Sabtu, 09 Agustus 2014

Tak pernah sedikitpun terlintas untuk menyakiti perasaan diri sendiri dan orang lain. ya, kali ini tindakan bodoh itupun keluar saat pikiraan di kuasi oleh hawa nafsu yang besar untuk memiliki dia. Percayalah kata hati tak selalu benar ketika itu mulai tak sejalan lagi dengan logika yang ada.
Egois, iya saya egois ketika hanya memikirkan perasaan saya sendiri tanpa memikirkan perasaan orang lain, saya sadar dengan apa yang saya lakukan dan terkadang saya menyalahkan diri sendiri.
Saya disini bukan untuk membela diri saya sendiri karena saya disini sedang berada di posisi yang salah saya akui bahwa saya salah, menyakiti perasaan orang tanpa seseorang itu tau. Padahal saya pernah ada di posisi dia seperti ini dan saya merasa telah di bohongi semua orang. Tapi, sekarang saya malah ada di posisi "sedang menyakiti seseorang".
      Dan pada akhirnya mungkin ini titik lelah kita berdua, entahlah apa ini bisa di sebut kesalahan kita atau kesalahan masing-masing. Tanpa ada sepatah kata yang terucap dari biibirnya, secara perlahan-lahan dia mulai mundur dari saya dan dia menjalani seperti halnya yang dia jalani dengan seseorang itu.
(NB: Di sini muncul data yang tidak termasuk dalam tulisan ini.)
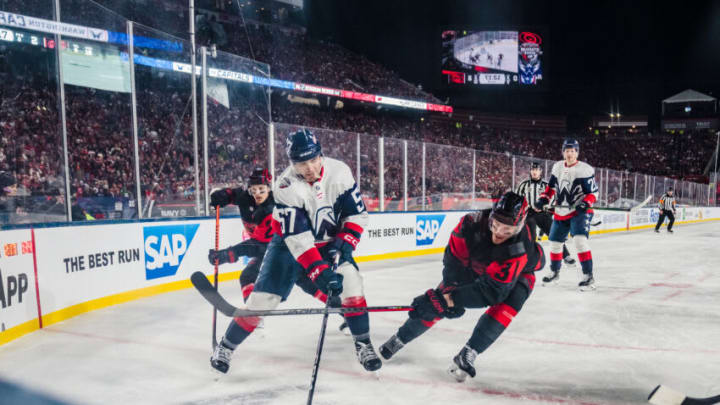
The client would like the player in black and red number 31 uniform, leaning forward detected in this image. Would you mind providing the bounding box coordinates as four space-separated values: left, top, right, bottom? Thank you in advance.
380 192 545 382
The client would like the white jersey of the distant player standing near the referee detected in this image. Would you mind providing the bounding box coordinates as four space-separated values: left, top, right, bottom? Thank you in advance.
543 160 598 220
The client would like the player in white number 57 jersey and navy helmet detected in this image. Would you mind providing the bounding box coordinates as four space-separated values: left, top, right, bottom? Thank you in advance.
210 129 382 373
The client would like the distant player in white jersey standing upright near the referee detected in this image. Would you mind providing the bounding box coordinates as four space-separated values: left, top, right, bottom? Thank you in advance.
536 139 598 291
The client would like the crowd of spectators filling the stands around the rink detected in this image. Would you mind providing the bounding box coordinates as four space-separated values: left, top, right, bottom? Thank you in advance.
0 0 714 221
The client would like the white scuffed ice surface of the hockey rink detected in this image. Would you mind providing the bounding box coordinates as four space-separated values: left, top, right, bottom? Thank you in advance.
0 222 720 405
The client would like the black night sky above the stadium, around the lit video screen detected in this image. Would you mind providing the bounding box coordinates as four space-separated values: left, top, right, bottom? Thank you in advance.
305 0 720 126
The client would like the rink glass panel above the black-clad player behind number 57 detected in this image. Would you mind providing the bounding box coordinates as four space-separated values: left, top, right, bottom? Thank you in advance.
205 51 270 213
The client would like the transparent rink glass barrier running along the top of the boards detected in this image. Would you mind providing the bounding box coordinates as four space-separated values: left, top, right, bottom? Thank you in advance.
0 0 717 223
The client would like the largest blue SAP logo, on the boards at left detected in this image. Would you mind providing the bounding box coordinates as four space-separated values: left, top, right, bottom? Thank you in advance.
143 224 200 280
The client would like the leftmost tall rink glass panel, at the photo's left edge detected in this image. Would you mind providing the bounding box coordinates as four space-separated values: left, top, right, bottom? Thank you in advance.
0 0 67 225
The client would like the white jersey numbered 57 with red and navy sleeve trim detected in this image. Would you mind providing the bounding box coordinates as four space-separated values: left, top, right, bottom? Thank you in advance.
273 157 368 270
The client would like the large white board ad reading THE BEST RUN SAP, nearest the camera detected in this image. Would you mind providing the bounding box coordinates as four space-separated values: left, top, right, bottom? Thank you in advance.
36 218 249 314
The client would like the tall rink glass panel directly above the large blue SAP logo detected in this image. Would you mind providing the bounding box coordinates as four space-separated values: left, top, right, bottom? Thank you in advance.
134 24 202 218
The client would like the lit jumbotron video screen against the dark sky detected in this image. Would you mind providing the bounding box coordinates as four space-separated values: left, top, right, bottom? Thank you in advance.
442 30 545 88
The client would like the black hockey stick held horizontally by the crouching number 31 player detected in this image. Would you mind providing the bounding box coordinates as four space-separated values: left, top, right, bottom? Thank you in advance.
190 271 412 318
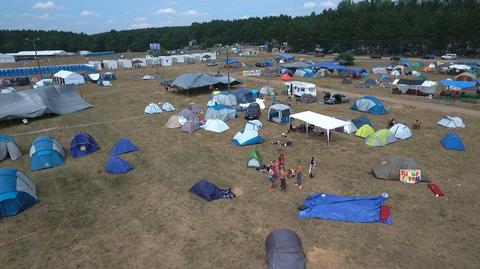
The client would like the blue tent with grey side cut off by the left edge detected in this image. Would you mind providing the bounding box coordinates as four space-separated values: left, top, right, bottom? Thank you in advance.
0 168 38 217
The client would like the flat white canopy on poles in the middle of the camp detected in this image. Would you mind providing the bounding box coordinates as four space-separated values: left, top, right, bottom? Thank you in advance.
290 111 350 143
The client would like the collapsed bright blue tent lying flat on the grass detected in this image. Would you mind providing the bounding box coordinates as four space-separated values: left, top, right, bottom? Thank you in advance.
298 193 392 224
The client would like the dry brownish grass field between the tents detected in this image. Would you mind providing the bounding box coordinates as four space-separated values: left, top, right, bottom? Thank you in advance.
0 53 480 268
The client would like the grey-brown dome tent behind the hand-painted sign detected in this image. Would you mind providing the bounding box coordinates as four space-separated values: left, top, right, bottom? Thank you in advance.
373 155 427 180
Apakah ini tandanya dia mulai ingin jalan pada jalur yang seharusnya di lalui tanpa berhenti atau belok?
Dan akhirnya mataku mulai terbuka lebar. Apa yang kalian inginkan,tak selalu akan kau dapatkan.
Terima kasih kamu yang sudah memulainya dan kamu pula yang megakhiri, karena jika bukan kamu yang mengakhiri tak mungkin berakhir karena saya sendiri selalu takut untuk menakhiri walaupun itu benar.
     Sudah ini adalah titik akhir, mari kita jalani hidup masing-masing seperti dahulu sebelum kita saling mengenal.
Jika suatu saat kita di pertemukan lagi, saya berharap bukan pada saat seperti ini ketika kita melakukan kesalahaan.